Do you remember when I talked about scrapping my Maui pictures?
I still haven't done it. I can't bring myself to. Not that I don't want to but I enjoy looking through them and planning all the great layouts I'm going to do. Silly and sentimental though it may be I just can't scrap the second best thing that ever happened to me.
I might mess them up! lol
Do you remember me talking about where to draw the line between what I should share and what I shouldn't?
I'm going to share a bit about me that I probably shouldn't but it needs to be done. Not for my sake but for a friend.

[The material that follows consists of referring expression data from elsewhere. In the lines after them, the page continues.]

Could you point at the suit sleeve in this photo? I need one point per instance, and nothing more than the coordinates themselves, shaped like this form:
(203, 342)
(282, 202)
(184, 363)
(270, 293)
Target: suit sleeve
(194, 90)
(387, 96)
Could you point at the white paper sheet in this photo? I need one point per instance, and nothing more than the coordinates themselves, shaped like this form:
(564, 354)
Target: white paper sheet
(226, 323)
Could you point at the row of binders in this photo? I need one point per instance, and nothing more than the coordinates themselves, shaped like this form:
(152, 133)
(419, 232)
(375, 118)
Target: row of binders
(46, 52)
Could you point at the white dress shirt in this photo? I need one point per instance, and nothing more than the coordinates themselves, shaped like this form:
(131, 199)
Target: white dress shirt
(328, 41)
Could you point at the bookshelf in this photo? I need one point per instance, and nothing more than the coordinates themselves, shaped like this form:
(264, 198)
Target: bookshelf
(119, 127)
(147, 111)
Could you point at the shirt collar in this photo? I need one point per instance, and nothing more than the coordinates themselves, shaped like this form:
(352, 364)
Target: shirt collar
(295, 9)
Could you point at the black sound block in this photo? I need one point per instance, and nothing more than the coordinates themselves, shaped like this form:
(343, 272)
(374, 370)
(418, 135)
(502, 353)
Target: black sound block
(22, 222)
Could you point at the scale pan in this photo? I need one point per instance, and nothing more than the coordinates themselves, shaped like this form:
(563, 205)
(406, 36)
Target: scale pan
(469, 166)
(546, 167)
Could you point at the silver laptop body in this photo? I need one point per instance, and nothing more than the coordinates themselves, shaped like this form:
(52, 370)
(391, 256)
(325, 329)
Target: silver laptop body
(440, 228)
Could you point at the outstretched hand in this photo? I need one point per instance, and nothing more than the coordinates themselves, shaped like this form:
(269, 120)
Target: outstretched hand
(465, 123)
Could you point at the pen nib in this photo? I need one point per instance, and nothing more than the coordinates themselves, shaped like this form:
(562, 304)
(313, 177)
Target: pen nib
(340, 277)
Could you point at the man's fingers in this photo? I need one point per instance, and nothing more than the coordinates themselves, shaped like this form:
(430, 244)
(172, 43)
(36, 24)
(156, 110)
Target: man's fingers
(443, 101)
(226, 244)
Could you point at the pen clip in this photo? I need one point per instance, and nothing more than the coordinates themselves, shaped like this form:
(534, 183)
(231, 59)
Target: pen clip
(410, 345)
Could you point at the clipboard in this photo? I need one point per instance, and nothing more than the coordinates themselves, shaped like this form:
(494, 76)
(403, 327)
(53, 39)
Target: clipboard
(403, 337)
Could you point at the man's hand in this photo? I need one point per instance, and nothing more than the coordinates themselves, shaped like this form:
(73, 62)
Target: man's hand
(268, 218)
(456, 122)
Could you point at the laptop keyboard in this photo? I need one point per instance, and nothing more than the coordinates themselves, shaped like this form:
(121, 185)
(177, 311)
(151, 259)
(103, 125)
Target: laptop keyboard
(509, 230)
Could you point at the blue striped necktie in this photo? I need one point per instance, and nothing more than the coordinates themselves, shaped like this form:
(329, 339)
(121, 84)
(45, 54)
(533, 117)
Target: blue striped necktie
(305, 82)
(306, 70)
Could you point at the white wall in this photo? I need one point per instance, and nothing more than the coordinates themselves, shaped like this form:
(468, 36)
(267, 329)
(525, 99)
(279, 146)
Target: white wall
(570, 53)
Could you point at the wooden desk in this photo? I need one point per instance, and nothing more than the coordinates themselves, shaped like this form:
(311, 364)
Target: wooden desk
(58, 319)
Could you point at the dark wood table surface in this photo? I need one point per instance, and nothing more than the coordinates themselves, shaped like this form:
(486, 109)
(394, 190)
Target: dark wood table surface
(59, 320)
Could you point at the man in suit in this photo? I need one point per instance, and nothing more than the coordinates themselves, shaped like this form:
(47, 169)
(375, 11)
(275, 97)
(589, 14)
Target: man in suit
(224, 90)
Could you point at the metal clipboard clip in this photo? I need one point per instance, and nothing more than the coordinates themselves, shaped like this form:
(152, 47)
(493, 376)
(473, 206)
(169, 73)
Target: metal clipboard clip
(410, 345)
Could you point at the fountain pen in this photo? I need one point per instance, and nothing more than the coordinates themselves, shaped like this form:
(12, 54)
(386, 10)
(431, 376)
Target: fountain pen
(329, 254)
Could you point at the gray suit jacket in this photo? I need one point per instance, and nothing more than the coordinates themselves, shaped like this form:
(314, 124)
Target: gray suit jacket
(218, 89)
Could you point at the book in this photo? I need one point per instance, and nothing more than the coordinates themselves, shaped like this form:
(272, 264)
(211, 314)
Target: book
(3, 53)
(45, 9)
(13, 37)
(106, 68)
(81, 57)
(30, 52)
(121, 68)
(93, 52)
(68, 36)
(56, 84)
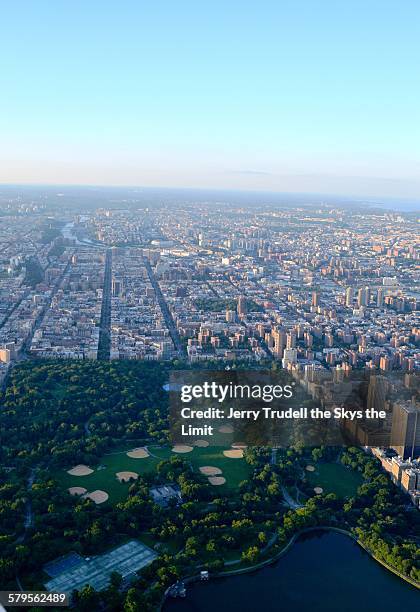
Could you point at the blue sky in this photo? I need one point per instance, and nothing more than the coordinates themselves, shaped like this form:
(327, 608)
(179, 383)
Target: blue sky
(299, 95)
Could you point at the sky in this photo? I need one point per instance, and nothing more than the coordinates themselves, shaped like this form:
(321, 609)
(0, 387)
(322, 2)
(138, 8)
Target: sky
(284, 95)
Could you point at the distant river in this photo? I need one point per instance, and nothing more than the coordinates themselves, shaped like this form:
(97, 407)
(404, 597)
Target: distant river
(324, 571)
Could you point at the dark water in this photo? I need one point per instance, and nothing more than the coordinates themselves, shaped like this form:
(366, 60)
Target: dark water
(323, 572)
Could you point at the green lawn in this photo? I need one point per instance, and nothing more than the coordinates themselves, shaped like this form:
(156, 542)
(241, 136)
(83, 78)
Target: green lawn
(104, 476)
(334, 478)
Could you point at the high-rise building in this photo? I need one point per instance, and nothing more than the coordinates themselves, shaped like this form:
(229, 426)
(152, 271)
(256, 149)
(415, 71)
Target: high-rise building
(405, 432)
(363, 296)
(230, 316)
(242, 310)
(116, 287)
(291, 340)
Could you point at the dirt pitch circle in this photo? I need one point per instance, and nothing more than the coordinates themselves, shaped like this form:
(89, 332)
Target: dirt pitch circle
(126, 476)
(77, 490)
(201, 443)
(210, 470)
(216, 481)
(234, 453)
(182, 448)
(138, 453)
(80, 470)
(98, 496)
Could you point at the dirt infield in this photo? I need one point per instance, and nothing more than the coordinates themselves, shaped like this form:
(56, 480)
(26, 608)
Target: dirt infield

About 18 years ago I was involved in a long term relationship. That was B.A.D. I really can't begin to describe how awful it was and I don't really want to. My friends couldn't stand the changes that had happened to me (I couldn't stand me either by the way), naturally, they disappeared. I was left feeling very much alone. So... around the time I turned 29 I decided to change things. It was a very slow and painful process undoing years of mainly self-inflicted damage. I completely lost track of people who I cared about. I just didn't have it in me to fix me and to fix broken relationships. It also didn't help, in hindsight, that at that age people are getting married, getting first jobs/promotions, having kids and everything else that happens in our 20's.
8 years later, I felt more or less myself had the degree that I wanted and the best that ever happened, happened. I married a sweetheart of a man who was willing to put up with me.
I'm not sure I should have wasted my time getting a physics degree. I guess it was part of proving how smart I was to the world. I did however need to do something to improve my employability.
Now - there is a point to this after all - I know that some of you who read this are scrapgals. I also suspect that there was some kind of bad blood that happened last year. And I'm pretty sure that you know more about it than I do but, I remember a very happy woman in Kauai last summer. You all who know who you are should go read her blog.